They aren’t the first to use all assets to reach for the Grail. Because of that five-year strategy of being perennial “buyers”, the numbers show the Jays traded away 29 prospects since ‘20, from what had once been a Top 14 system, returning just seven young prospects. At the same time, the results of the amateur draft had been sketchy.
But, judging by the Jays decision to make eight veteran player trades for prospects during deadline week, the organization clearly had realized the problem and the goals had clearly changed. Atkins made sure that when he dealt his eight veteran players in separate deals, it brought back a haul of 13 young prospects, albeit with various ceilings, to sprinkle throughout the various levels of the farm system. They surrendered zero. This current Jays regular-season failure, followed by the subsequent trades, has provided a chance for the farm system to plant new seeds. Since 2020 it’s now been 29 prospects out and 20 in. The Jays, because of the current, thin and decimated bullpen and reliance on young position players, no longer can care about the win total for 2024. It’s become about young players trying to prove to management they should be a part of the team in ’25. Standings won’t matter.
*Purpose Two: By trading all six expiring contracts leading to free agency, plus two more players, still with control, Pearson and IKF, they are waving the white flag on a season that had recently and realistically spiralled away from any thought of contending for a wildcard. They, at some point, changed their priorities.
With the front office seeming to leave their ’24 version in the rearview mirror of non-compete in August and September, the goal at this deadline was to avoid being left with a penalty-filled bloated payroll that sat well in the range of luxury tax and would have stood in the way of off-season spending. Remaining at that pre-deadline level would have left open the pain of three consecutive years of the Jays as luxury tax violators. All of those trades were very necessary to dip under the penalty threshold. It was nothing personal against any of those traded players. It’s about allowing the Jays the ability to reach out for free agents ands expensive trade pieces that may exceed the threshold again in 2025. That should encourage the fanbase.
TRADE DEADLINE NOTES
Updated MLB Pipeline Rankings: Here are the updated prospect rankings, including the recent deadline additions and where they now stand in the Blue Jays Top 30.

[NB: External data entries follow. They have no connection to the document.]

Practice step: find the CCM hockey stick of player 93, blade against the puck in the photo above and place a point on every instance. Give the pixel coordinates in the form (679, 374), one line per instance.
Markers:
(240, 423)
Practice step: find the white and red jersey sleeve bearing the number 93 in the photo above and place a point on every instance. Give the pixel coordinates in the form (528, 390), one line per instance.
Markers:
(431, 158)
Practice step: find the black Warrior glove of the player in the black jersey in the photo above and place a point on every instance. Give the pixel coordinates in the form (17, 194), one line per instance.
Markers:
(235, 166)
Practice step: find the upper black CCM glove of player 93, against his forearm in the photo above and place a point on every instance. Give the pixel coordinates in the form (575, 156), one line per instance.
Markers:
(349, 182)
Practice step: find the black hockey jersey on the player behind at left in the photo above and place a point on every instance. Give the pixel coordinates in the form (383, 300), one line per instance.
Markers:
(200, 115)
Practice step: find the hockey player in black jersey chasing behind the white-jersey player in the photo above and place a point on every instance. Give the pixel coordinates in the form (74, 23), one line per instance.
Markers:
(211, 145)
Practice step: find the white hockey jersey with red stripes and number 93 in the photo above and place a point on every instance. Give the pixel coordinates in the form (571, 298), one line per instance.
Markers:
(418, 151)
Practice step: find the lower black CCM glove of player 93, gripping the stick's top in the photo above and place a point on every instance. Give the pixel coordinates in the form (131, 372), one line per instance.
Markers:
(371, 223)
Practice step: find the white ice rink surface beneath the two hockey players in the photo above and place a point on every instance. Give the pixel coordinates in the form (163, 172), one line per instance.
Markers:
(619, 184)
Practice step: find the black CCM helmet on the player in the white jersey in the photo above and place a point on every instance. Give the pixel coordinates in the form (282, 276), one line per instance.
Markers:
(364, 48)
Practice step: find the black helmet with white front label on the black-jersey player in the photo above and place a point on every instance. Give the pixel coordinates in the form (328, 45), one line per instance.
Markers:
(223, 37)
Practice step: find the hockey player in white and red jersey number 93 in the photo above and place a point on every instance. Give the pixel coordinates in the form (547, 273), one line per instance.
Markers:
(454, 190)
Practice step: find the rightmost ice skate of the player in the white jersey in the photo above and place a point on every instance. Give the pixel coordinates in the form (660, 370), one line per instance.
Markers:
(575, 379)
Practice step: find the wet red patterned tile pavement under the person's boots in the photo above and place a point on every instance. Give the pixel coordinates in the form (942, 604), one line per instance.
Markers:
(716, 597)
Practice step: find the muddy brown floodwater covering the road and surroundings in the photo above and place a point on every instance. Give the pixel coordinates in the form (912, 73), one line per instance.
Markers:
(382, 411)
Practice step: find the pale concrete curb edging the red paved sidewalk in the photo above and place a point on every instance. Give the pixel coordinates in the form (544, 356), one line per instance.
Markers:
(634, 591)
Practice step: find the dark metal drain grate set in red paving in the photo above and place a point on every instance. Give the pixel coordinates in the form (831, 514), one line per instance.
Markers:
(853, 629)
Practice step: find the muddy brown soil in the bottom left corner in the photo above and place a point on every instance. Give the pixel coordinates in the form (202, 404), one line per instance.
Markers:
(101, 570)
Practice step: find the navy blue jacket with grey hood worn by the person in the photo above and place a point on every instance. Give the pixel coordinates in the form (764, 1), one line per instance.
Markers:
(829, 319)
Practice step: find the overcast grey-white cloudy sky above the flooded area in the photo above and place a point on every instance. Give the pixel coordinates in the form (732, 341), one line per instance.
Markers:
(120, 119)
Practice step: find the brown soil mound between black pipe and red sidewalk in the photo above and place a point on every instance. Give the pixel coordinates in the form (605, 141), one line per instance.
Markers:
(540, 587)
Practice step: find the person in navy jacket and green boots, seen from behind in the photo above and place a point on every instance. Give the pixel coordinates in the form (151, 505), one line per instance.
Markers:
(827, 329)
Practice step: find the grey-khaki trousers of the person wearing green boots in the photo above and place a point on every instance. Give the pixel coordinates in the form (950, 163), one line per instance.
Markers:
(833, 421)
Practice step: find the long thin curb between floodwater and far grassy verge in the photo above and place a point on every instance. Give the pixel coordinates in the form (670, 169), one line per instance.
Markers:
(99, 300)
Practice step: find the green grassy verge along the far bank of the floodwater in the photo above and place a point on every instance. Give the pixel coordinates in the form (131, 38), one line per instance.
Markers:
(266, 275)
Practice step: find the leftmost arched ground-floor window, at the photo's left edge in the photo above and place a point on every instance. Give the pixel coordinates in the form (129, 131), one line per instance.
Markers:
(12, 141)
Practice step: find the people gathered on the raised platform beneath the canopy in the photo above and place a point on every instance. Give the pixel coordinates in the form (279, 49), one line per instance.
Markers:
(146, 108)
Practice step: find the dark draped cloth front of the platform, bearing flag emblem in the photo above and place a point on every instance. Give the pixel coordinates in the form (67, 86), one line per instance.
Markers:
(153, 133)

#3 RHP Jake Bloss, #8 OF Jonatan Clase, #14 IF/OF Charles McAdoo, #21 IF Eddinson Paulino, #27 IF Will Wagner, #29 IF Cutter Coffey, #30 OF RJ Schreck. Note that Joey Loperfido due to his Astros time in MLB does not qualify for the prospect list.
Who is Joey Loperfido? The hype machine is in high gear for lefthanded hitting 25-year-old New Jersey native, Loperfido. The Duke University product has promise, but there is nothing guaranteed in MLB when it comes to developing hitters. In examining past young Jays outfield acquisitions in the nine years of Ross Atkins, is Loperfido more likely to be like Teoscar Hernandez, or more like Derek Fisher, Bradley Zimmer, Socrates Brito, Alen Hanson or Jordan Luplow?

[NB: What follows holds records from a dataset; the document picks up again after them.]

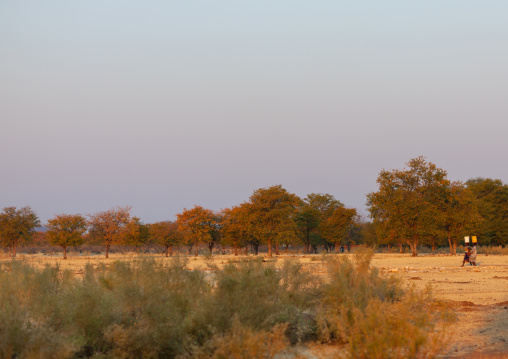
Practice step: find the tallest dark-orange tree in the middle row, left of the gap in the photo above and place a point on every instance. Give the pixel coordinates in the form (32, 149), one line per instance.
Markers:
(272, 213)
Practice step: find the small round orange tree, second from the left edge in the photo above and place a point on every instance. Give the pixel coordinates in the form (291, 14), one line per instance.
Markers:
(66, 230)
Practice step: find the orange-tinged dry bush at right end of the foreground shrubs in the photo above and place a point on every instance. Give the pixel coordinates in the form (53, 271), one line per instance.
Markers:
(374, 317)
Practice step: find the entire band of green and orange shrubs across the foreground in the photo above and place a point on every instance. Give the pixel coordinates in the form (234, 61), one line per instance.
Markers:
(250, 309)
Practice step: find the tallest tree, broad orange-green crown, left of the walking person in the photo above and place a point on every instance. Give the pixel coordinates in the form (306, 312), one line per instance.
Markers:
(407, 199)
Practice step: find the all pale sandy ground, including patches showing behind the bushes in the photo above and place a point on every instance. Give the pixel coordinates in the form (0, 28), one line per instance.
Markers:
(479, 294)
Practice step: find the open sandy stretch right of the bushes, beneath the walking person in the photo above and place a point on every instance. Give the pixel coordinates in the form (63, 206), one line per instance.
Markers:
(480, 295)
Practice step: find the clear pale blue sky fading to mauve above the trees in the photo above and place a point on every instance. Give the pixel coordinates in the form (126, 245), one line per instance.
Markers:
(163, 105)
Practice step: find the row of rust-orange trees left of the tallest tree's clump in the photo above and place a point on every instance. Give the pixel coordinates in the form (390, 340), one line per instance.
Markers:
(273, 217)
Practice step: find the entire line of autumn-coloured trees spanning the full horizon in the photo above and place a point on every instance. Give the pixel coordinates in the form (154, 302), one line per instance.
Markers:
(413, 206)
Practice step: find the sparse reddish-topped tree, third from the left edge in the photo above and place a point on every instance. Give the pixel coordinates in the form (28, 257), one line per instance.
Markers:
(109, 227)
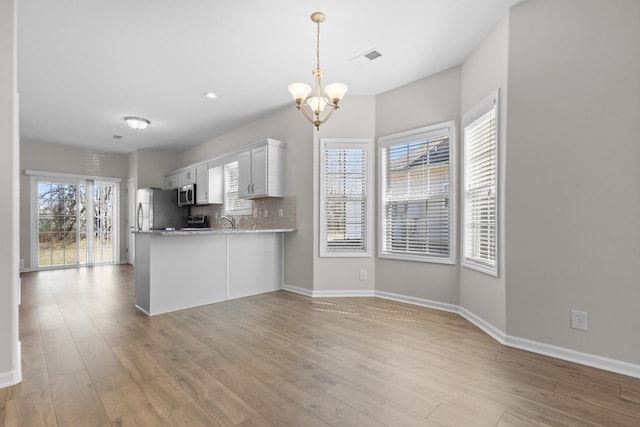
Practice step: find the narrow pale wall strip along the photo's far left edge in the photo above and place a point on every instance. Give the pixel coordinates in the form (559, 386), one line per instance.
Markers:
(9, 152)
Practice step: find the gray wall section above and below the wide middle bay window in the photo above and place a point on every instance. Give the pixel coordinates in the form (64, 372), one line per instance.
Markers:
(432, 100)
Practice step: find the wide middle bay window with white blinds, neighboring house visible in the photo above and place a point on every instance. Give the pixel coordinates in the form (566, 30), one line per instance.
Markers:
(417, 178)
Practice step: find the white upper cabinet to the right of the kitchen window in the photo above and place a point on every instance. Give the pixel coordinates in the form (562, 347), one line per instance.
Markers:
(261, 170)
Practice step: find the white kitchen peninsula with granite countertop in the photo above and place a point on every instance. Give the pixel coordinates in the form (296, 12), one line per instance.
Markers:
(179, 269)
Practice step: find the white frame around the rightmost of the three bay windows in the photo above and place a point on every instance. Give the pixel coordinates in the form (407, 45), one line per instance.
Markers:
(479, 110)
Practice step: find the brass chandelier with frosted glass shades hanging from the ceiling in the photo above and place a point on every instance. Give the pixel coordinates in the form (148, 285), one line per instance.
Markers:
(313, 104)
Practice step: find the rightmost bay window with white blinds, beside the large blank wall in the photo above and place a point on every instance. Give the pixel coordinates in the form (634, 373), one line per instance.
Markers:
(480, 228)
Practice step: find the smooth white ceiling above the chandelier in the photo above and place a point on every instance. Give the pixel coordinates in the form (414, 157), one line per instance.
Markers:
(83, 65)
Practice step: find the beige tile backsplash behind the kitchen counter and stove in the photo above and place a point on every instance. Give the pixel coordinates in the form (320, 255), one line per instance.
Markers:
(268, 213)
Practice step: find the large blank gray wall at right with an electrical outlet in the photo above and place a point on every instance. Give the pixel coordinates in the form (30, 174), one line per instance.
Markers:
(572, 185)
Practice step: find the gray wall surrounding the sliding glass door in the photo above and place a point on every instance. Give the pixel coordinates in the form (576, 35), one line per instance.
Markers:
(70, 160)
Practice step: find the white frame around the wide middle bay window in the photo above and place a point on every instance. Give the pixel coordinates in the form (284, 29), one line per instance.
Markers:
(406, 137)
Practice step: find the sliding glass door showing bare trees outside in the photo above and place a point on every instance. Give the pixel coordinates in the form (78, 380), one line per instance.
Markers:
(75, 223)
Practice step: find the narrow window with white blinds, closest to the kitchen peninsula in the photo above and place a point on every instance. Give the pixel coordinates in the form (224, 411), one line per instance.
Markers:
(344, 223)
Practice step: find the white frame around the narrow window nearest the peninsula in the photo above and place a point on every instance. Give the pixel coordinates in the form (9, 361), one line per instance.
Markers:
(365, 144)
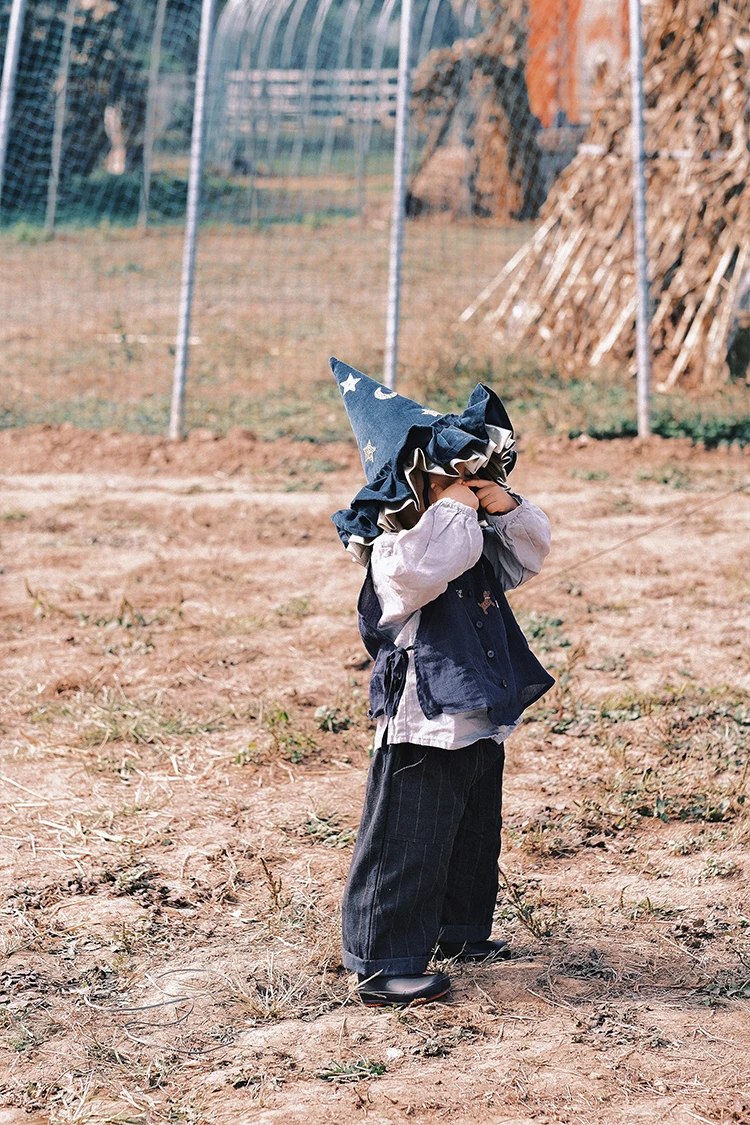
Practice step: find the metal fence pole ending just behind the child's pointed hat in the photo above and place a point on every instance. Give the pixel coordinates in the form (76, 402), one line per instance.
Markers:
(401, 160)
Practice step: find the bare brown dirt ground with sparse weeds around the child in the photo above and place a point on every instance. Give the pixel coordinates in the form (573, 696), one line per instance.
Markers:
(185, 748)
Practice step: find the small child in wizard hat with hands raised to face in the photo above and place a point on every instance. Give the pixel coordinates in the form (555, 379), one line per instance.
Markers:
(441, 538)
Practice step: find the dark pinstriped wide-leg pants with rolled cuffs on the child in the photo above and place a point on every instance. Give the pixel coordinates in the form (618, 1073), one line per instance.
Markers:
(426, 861)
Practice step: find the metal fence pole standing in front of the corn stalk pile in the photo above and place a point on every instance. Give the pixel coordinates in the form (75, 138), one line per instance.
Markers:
(644, 311)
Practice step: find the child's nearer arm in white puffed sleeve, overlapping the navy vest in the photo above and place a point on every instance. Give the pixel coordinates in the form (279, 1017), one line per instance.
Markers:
(414, 568)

An Early Look at Jays 2025 Payroll: The Jays 2024 opening day payroll as per 26-roster players (not the payroll used by MLB for luxury tax) according to the reliable Cot’s Baseball Contracts, was $225,632,500, ranking sixth among 30 franchises.
The eight Jays players traded before the July 30 deadline, plus other soon-to-be disappearing salary commitments to Tim Mayza and Daniel Vogelbach, looks like a combined ’25 payroll savings of $55.8M. The only pending free agent will be newly acquired, Yarbrough, while eight Jays are eligible for ‘25 arbitration, led by Vlad Guerrero Jr. while Bo Bichette is signed and in line for a $5.5M raise for his final season, pre free-agency. There exists $10.5M in built in raises for current Blue Jays.

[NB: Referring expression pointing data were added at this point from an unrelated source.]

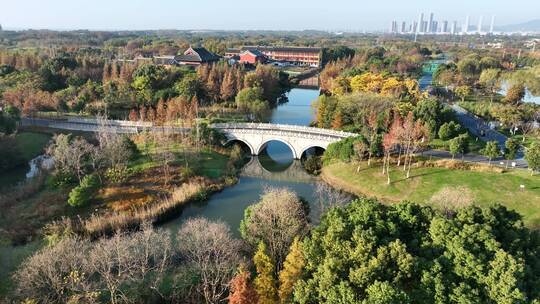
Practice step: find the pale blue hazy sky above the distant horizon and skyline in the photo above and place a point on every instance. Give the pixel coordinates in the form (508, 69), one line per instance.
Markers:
(251, 15)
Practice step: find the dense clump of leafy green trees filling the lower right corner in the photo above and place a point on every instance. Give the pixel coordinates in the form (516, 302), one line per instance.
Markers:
(368, 252)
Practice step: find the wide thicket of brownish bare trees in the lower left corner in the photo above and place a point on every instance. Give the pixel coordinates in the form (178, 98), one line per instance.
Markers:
(125, 266)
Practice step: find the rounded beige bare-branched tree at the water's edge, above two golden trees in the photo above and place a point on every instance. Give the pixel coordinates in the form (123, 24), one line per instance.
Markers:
(276, 220)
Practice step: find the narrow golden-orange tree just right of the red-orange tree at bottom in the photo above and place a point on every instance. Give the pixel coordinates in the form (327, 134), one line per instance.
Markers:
(265, 282)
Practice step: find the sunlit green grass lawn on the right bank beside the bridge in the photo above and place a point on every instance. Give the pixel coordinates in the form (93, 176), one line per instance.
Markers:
(488, 188)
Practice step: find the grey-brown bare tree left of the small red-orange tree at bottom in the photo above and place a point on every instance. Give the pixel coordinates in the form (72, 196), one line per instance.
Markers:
(209, 250)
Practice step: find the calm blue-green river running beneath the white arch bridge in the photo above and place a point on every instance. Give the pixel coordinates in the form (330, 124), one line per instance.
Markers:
(279, 170)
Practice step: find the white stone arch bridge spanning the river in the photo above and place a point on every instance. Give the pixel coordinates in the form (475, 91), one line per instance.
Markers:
(298, 138)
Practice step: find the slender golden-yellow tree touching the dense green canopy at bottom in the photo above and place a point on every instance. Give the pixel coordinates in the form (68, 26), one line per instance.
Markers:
(291, 272)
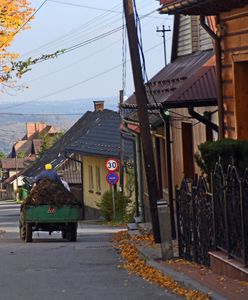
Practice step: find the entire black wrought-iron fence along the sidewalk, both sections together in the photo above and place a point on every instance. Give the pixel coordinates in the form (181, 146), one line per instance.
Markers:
(213, 220)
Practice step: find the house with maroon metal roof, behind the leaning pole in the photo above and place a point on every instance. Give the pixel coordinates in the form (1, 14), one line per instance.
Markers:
(182, 101)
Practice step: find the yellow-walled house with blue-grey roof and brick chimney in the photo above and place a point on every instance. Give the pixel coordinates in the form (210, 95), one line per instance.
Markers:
(99, 143)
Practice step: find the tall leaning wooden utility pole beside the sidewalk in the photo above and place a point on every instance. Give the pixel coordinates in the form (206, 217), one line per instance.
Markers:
(141, 100)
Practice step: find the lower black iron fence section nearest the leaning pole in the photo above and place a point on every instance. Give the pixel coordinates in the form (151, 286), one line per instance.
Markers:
(194, 221)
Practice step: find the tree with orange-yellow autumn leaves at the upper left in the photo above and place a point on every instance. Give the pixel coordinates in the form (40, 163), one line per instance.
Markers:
(14, 15)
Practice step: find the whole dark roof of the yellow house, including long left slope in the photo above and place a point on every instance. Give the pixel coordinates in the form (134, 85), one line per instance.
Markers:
(95, 133)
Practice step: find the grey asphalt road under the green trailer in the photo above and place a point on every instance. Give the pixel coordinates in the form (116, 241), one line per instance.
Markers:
(52, 268)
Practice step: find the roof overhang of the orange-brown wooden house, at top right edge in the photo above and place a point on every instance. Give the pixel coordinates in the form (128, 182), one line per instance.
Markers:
(199, 7)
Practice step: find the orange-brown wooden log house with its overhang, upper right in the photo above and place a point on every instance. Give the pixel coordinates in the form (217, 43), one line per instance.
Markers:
(231, 48)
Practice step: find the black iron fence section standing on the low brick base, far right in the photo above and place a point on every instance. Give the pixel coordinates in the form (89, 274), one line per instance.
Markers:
(230, 206)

Thus, before any off-season player movement, using those numbers, the Jays would have about $45.3M to spend, simply to match this year’s opening day payroll.
Did Jays Play Mind Games with AL West? Much is made by insiders and analysts of the impressive haul the Jays received from the Astros in return for just two months and 11 starts of Kikuchi. Of the Jays’ three-prospect return, 25-year-old OF Joey Loperfido already started in left field on Wednesday vs. the O’s and collected his first hit. RHP Jake Bloss, 23, already in his first full pro season has three big-league starts. After the trade, he reported to Dunedin for a little meet-and-greet and may be in the Jays’ MLB rotation by next week. The Triple-A infielder, Will Wagner, 26-year-old son of former all-star reliever Billy Wagner, may be the last to arrive in the bigs, slowed, perhaps, by being a virtual clone of some of the Buffalo Boyz already there.
Examining the trade-week timeline, there was a series of extraordinary, perhaps linked coincidences leading to the Astros deciding to fork over the impressive prospect haul, but since I’m known as a conspiracy theorist from way back, here is how I might explain it, if it was, indeed, an intricate plan by the Jays to take advantage of rivalries in the AL West.
It’s a three-team race, in which one wins and the other two that don’t are not likely to earn a wildcard. With that one-spot pressure, three things fell into place for the Jays. Part 1: The Jays swept the Rangers in three games at home, setting their hopes back, leaving the Mariners and Astros to quickly turn their attention to one another. Part 2: The Jays then sent RH Yimi Garcia and DH Justin Turner in separate deals to strengthen the M’s, a move clearly noticed by Houston. Part 3: The Jays would then have called Astros GM Dana Brown and say, “what have you got for us,” viewing Kikuchi as the answer to staying ahead of Seattle.
There is a little tongue-in-cheek here, but also an interesting linking of events.